The UK will leave the EU on the 29th March 2019, and a survey undertaken by the British Chambers of Commerce and Bibby Financial Services indicates that 62% of UK firms have yet to formulate any impact risk assessment.
Small businesses in particular appear to be unprepared, with 69% saying that they have made no Brexit plans. This may be down to a misunderstanding that only large companies and businesses that undertake trade overseas will be affected.
And small firms are unlikely even to have the capacity to make plans for all the possible outcomes.
In the event of a no-deal Brexit, 21% of the 2530 businesses surveyed say they will reduce investment, and 20% indicate they would re-locate part of their business to the European Union. 18% foresee recruitment being cut.
One of the few certainties is that Brexit will significantly affect recruitment. After 29th March all EU nationals who reside in the UK, or who wish to enter it, must register for ‘settled status’ if they are to work and live in the UK.

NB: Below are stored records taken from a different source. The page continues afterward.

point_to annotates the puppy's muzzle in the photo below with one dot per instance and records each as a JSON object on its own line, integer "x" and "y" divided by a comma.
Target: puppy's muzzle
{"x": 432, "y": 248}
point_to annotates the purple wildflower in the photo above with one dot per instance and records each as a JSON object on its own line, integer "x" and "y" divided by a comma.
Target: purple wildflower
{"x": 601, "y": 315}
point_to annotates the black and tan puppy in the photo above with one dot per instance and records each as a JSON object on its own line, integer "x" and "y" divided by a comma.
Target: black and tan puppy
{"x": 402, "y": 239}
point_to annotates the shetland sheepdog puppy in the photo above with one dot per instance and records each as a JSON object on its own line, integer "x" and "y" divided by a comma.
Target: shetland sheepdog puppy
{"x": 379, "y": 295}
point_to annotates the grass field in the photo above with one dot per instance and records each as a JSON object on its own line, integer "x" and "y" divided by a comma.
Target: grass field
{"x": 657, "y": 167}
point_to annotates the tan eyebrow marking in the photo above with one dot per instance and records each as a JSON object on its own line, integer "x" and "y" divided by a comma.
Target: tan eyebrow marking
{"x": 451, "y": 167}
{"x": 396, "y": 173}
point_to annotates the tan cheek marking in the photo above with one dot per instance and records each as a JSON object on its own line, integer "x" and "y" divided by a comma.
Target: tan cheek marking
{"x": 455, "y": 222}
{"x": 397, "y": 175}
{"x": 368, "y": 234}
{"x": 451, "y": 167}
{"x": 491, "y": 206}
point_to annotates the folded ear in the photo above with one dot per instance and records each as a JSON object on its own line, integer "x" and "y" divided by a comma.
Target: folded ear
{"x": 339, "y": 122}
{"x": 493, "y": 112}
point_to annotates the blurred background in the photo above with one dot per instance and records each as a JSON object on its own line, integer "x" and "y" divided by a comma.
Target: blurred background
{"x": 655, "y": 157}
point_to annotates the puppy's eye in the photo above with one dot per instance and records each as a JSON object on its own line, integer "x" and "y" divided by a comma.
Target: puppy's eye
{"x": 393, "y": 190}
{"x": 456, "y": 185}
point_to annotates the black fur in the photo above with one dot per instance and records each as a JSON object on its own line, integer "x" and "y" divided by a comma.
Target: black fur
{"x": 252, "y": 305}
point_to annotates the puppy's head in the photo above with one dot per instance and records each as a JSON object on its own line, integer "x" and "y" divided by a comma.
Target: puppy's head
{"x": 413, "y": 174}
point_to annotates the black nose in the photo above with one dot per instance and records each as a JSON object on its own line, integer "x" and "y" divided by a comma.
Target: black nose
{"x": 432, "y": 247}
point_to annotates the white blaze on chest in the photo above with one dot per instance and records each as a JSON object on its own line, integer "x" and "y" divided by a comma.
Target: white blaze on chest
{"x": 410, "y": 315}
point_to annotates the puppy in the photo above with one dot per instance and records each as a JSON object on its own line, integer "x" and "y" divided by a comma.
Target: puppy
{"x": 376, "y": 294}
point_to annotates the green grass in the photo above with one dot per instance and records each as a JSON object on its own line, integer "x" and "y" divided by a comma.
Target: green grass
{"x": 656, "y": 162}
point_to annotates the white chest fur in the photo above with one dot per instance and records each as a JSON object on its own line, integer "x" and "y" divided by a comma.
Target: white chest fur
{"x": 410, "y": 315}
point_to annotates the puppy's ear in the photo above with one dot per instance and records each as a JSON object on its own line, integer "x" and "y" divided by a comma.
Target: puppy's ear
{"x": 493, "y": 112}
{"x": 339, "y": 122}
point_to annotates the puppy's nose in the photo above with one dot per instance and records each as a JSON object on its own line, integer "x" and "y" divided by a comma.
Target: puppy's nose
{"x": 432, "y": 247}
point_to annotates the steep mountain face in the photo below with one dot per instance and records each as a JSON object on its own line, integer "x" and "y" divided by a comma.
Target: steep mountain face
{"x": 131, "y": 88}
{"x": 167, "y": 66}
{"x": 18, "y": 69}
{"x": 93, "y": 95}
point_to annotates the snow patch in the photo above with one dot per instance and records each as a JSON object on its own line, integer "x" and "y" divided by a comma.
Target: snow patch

Looking further ahead, from 21st July 2021 EU citizens and any family who live with them must have UK immigration status to work in the UK legally. Many UK businesses are reliant on the skills of EU residents, and the pool of available talent will be significantly reduced. Recruitment firms will need to work hard to make the UK an attractive proposal for overseas jobhunters.
With the Big Day now looming within a matter of months, the BCC has also found that continued confusion has led to some businesses waiting for clarity before they make any plans. The long list of things that need to be addressed, such as contract re-drawing, supply chain scrutiny and multiple contingency plans, may have led some to simply procrastinate about preparations.
Others appear – incorrectly – to believe that Brexit will not affect them at all. UK businesses that do not have direct deals with EU firms may still find that their supply chains are affected, or that protection of their intellectual property is invalidated.
The government is still maintaining that a no-deal scenario is unlikely. At a press conference at the end of the recent Salzburg EU summit, President of the European Commission Jean-Claude Juncker’s quip “Don’t worry, be happy, don’t worry” is unlikely to reassure UK business analysts. Their advice is to plan for all eventualities – and to start right now.